The latest residential market survey from RICS shows that while activity in the housing market has continued to increase, momentum has dropped significantly, and this trend looks set to continue.

“Viewings across our businesses are down around 70% compared to December,” said one commentator on EYE yesterday. “Valuation diaries died off significantly.”

Another agent concurred: “We’re open, but very quiet, we have new stock on the market but little or no takers.”

The research from RICS saw a net balance of +15% increase in new buyer enquiries during December, which is down from +26% in November.

The report, based on the responses of surveyors across the UK who were surveyed in December, also shows that agreed sales slowed, with a net balance of +18% compared to +24% in November.

Property prices have continued to increase, according to a net balance of +65% of respondents to the poll.

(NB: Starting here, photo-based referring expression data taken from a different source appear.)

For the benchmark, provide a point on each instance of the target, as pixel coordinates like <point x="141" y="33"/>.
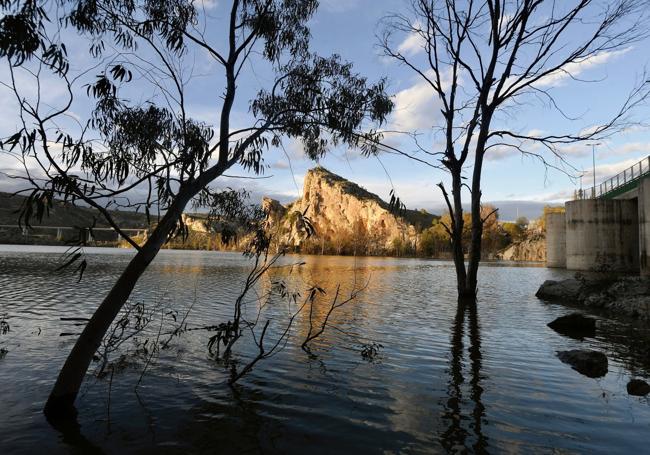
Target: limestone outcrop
<point x="532" y="249"/>
<point x="344" y="216"/>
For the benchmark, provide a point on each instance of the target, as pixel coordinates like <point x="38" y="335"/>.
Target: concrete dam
<point x="606" y="228"/>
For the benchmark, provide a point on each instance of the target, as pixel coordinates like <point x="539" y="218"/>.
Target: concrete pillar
<point x="644" y="226"/>
<point x="556" y="240"/>
<point x="602" y="235"/>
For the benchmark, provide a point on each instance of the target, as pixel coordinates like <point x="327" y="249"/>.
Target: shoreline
<point x="618" y="296"/>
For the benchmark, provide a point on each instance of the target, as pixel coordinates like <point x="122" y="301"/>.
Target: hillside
<point x="67" y="215"/>
<point x="347" y="218"/>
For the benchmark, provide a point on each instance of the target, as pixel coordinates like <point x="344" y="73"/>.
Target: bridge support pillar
<point x="644" y="226"/>
<point x="556" y="240"/>
<point x="602" y="235"/>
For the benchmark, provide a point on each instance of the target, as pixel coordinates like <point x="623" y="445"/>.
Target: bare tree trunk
<point x="60" y="403"/>
<point x="457" y="231"/>
<point x="477" y="222"/>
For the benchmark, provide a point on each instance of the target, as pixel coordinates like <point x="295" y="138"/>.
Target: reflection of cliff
<point x="532" y="249"/>
<point x="347" y="218"/>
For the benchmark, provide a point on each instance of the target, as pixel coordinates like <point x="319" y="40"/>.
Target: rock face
<point x="638" y="387"/>
<point x="589" y="363"/>
<point x="629" y="296"/>
<point x="574" y="325"/>
<point x="342" y="213"/>
<point x="530" y="250"/>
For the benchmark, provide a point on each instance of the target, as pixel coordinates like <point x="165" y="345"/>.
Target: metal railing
<point x="619" y="184"/>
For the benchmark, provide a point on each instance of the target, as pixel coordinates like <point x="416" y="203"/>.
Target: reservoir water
<point x="444" y="380"/>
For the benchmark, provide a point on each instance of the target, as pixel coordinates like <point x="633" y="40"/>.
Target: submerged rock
<point x="627" y="296"/>
<point x="574" y="325"/>
<point x="560" y="290"/>
<point x="638" y="387"/>
<point x="589" y="363"/>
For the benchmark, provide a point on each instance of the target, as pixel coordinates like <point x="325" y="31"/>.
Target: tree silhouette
<point x="140" y="148"/>
<point x="482" y="57"/>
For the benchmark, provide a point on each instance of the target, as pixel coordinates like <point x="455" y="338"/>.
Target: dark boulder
<point x="638" y="387"/>
<point x="574" y="325"/>
<point x="590" y="363"/>
<point x="560" y="290"/>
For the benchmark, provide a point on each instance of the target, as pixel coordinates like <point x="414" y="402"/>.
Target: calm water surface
<point x="444" y="381"/>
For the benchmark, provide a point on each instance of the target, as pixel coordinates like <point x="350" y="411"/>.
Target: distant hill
<point x="67" y="215"/>
<point x="348" y="219"/>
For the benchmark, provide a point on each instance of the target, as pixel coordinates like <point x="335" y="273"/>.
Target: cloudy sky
<point x="350" y="28"/>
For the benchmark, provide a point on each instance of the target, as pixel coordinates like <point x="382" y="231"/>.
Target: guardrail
<point x="619" y="184"/>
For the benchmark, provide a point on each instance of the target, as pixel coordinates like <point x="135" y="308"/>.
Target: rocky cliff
<point x="531" y="249"/>
<point x="346" y="218"/>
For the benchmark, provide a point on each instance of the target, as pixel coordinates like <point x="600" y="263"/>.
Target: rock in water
<point x="590" y="363"/>
<point x="638" y="387"/>
<point x="574" y="325"/>
<point x="560" y="290"/>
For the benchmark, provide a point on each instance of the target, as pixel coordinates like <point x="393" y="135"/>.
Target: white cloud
<point x="416" y="108"/>
<point x="626" y="149"/>
<point x="574" y="69"/>
<point x="412" y="44"/>
<point x="207" y="4"/>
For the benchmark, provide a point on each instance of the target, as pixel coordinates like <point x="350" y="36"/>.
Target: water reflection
<point x="456" y="437"/>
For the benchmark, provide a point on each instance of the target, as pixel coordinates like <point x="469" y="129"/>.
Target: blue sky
<point x="349" y="28"/>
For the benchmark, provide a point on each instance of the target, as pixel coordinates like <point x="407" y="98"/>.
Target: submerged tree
<point x="140" y="146"/>
<point x="481" y="58"/>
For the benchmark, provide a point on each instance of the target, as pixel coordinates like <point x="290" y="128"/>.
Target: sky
<point x="350" y="28"/>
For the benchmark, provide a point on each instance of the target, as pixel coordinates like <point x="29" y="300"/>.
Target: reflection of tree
<point x="455" y="437"/>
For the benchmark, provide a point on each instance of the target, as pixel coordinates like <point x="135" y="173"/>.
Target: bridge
<point x="606" y="227"/>
<point x="26" y="231"/>
<point x="617" y="186"/>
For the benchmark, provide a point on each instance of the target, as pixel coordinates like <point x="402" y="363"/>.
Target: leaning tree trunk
<point x="477" y="222"/>
<point x="457" y="232"/>
<point x="62" y="397"/>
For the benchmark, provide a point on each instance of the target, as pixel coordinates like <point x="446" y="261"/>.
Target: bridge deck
<point x="620" y="184"/>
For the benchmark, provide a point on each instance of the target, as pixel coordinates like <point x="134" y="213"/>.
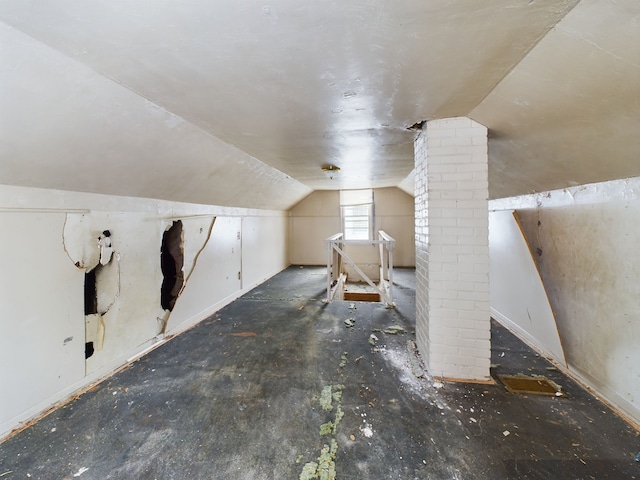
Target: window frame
<point x="367" y="212"/>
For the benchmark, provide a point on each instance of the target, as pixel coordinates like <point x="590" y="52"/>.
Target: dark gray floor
<point x="240" y="397"/>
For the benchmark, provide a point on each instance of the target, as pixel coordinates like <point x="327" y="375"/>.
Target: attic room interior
<point x="170" y="173"/>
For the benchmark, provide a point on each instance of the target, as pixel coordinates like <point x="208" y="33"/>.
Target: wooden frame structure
<point x="336" y="257"/>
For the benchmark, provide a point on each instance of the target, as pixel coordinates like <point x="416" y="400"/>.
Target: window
<point x="356" y="208"/>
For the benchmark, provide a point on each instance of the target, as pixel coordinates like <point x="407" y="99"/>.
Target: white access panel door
<point x="41" y="315"/>
<point x="518" y="297"/>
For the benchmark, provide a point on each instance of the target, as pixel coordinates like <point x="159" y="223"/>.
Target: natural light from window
<point x="356" y="209"/>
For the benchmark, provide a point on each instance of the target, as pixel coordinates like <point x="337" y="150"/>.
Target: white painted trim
<point x="524" y="335"/>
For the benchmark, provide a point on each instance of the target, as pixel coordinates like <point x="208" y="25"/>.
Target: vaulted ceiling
<point x="241" y="103"/>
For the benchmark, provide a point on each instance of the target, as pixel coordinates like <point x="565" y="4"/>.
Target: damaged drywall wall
<point x="51" y="346"/>
<point x="585" y="241"/>
<point x="41" y="314"/>
<point x="123" y="252"/>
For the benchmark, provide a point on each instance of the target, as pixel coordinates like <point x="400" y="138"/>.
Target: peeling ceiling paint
<point x="242" y="104"/>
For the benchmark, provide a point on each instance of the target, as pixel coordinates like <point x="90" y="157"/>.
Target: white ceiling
<point x="241" y="103"/>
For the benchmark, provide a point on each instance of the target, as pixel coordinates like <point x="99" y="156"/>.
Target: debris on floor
<point x="393" y="330"/>
<point x="533" y="384"/>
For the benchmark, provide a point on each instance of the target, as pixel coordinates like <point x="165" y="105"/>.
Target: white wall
<point x="585" y="240"/>
<point x="50" y="240"/>
<point x="318" y="216"/>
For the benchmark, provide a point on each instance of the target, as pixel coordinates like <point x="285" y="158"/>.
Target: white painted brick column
<point x="452" y="251"/>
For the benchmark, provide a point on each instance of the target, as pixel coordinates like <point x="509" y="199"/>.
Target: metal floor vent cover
<point x="534" y="384"/>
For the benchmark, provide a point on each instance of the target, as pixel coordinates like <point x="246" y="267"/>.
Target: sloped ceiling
<point x="242" y="103"/>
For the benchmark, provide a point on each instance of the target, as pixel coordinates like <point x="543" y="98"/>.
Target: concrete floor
<point x="277" y="386"/>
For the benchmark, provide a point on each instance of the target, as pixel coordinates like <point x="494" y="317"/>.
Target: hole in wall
<point x="88" y="349"/>
<point x="172" y="263"/>
<point x="90" y="292"/>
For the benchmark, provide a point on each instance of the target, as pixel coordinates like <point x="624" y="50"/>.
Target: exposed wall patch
<point x="172" y="264"/>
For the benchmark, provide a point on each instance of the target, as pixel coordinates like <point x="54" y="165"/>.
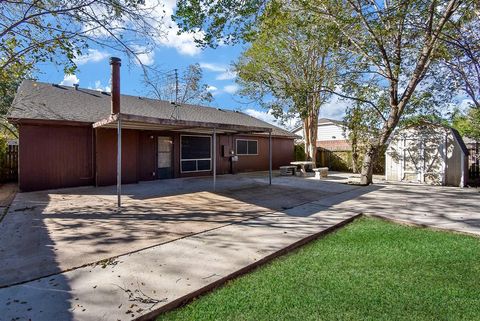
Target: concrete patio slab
<point x="251" y="222"/>
<point x="440" y="207"/>
<point x="53" y="231"/>
<point x="163" y="276"/>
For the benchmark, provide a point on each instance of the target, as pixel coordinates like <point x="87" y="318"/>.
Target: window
<point x="196" y="154"/>
<point x="247" y="147"/>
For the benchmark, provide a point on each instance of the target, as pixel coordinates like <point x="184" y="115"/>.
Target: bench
<point x="287" y="170"/>
<point x="321" y="172"/>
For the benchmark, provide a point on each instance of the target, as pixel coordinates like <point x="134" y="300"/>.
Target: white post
<point x="462" y="169"/>
<point x="119" y="162"/>
<point x="214" y="159"/>
<point x="270" y="158"/>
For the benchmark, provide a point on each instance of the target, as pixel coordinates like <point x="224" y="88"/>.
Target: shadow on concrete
<point x="16" y="257"/>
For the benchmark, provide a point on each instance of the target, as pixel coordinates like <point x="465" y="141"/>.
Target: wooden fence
<point x="9" y="165"/>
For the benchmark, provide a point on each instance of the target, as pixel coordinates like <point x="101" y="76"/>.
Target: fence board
<point x="9" y="165"/>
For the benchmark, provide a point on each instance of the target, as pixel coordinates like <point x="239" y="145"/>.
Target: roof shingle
<point x="43" y="101"/>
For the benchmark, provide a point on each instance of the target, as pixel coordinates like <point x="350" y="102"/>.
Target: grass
<point x="369" y="270"/>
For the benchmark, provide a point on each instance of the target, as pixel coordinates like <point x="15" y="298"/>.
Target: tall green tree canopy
<point x="59" y="31"/>
<point x="289" y="62"/>
<point x="390" y="48"/>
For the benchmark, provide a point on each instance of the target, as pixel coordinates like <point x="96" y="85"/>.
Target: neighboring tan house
<point x="333" y="149"/>
<point x="68" y="137"/>
<point x="427" y="153"/>
<point x="330" y="135"/>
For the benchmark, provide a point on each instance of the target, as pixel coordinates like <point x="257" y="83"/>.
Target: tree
<point x="33" y="31"/>
<point x="186" y="89"/>
<point x="390" y="46"/>
<point x="463" y="56"/>
<point x="291" y="60"/>
<point x="59" y="31"/>
<point x="468" y="124"/>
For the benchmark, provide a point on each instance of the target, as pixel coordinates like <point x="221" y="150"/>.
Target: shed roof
<point x="43" y="101"/>
<point x="454" y="132"/>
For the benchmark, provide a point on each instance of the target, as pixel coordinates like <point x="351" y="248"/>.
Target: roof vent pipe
<point x="115" y="63"/>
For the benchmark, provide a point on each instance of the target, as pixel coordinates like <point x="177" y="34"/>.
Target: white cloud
<point x="184" y="43"/>
<point x="224" y="72"/>
<point x="335" y="108"/>
<point x="267" y="116"/>
<point x="213" y="67"/>
<point x="69" y="80"/>
<point x="93" y="55"/>
<point x="98" y="86"/>
<point x="164" y="29"/>
<point x="145" y="55"/>
<point x="231" y="89"/>
<point x="227" y="75"/>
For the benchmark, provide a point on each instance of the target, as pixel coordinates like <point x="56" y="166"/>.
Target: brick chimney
<point x="115" y="92"/>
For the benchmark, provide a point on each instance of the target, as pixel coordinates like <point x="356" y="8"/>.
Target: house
<point x="427" y="153"/>
<point x="330" y="135"/>
<point x="333" y="148"/>
<point x="68" y="137"/>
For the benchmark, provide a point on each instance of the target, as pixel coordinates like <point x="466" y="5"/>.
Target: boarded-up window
<point x="247" y="147"/>
<point x="196" y="153"/>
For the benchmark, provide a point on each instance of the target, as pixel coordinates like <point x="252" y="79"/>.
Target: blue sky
<point x="171" y="51"/>
<point x="94" y="72"/>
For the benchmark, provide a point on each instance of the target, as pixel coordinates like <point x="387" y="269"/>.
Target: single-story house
<point x="331" y="135"/>
<point x="427" y="153"/>
<point x="68" y="137"/>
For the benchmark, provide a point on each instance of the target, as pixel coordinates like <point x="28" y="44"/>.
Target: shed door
<point x="165" y="147"/>
<point x="413" y="160"/>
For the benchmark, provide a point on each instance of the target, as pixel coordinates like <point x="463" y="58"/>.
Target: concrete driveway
<point x="242" y="224"/>
<point x="48" y="232"/>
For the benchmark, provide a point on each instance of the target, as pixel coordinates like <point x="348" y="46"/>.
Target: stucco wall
<point x="427" y="154"/>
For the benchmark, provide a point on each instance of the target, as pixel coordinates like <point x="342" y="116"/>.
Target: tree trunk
<point x="369" y="159"/>
<point x="354" y="144"/>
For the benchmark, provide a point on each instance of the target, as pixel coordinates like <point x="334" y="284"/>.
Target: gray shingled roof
<point x="42" y="101"/>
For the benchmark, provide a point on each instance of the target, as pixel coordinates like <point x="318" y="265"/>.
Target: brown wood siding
<point x="106" y="156"/>
<point x="282" y="154"/>
<point x="147" y="160"/>
<point x="62" y="156"/>
<point x="55" y="157"/>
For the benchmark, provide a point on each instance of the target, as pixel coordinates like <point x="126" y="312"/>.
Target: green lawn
<point x="368" y="270"/>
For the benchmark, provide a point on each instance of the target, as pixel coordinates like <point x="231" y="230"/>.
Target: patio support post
<point x="214" y="159"/>
<point x="119" y="162"/>
<point x="270" y="157"/>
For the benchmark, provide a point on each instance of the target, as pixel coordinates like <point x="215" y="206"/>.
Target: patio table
<point x="302" y="165"/>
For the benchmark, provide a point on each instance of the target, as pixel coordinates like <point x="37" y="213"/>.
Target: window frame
<point x="247" y="140"/>
<point x="195" y="159"/>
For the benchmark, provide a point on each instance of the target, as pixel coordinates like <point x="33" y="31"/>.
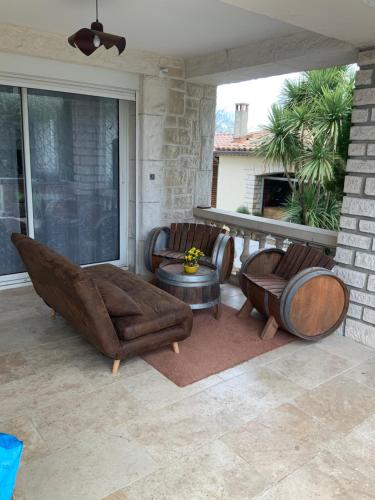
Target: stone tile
<point x="357" y="449"/>
<point x="181" y="428"/>
<point x="86" y="470"/>
<point x="40" y="390"/>
<point x="346" y="348"/>
<point x="214" y="471"/>
<point x="14" y="366"/>
<point x="364" y="373"/>
<point x="263" y="359"/>
<point x="24" y="429"/>
<point x="324" y="477"/>
<point x="256" y="390"/>
<point x="235" y="301"/>
<point x="19" y="334"/>
<point x="279" y="442"/>
<point x="340" y="403"/>
<point x="156" y="391"/>
<point x="86" y="415"/>
<point x="78" y="353"/>
<point x="310" y="367"/>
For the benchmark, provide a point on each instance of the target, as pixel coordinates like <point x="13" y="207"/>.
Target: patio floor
<point x="295" y="423"/>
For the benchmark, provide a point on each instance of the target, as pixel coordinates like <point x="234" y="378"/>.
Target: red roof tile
<point x="226" y="142"/>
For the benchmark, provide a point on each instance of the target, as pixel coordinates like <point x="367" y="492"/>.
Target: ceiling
<point x="351" y="21"/>
<point x="175" y="27"/>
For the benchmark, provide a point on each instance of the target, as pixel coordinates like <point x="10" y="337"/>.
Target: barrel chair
<point x="296" y="290"/>
<point x="172" y="242"/>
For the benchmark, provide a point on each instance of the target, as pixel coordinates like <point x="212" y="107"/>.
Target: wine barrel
<point x="199" y="291"/>
<point x="313" y="304"/>
<point x="223" y="256"/>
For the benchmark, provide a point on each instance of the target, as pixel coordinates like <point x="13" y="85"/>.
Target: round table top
<point x="174" y="270"/>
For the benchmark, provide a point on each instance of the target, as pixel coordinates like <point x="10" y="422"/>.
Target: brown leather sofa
<point x="118" y="312"/>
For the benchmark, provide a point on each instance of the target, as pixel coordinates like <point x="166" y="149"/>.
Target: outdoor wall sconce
<point x="88" y="40"/>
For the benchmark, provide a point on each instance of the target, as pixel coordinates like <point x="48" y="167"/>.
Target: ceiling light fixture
<point x="87" y="40"/>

London was identified as the “only region where house price inflation appears somewhat muted” with the latest net balance for the capital at +7%, down from +13% in November.

Samuel Tombs, chief UK economist at Pantheon Macroeconomics, commented: “The housing market was still running hot in December, as prospective buyers mobilised before the threshold for stamp duty returns to £125,000 from £500,000 at the end of March.

“Nonetheless, timelier Google Trends data suggest that the market is now starting to cool: the number of people visiting one of the three main property websites has merely been in line with seasonal norms so far this year, having exceeded its 2016-19 average by about 20% through the second half of last year.

“The cooling off in demand likely will be amplified as vaccines are rolled out, making people happier with their pre-Covid housing choices once again, and by a rise in unemployment.”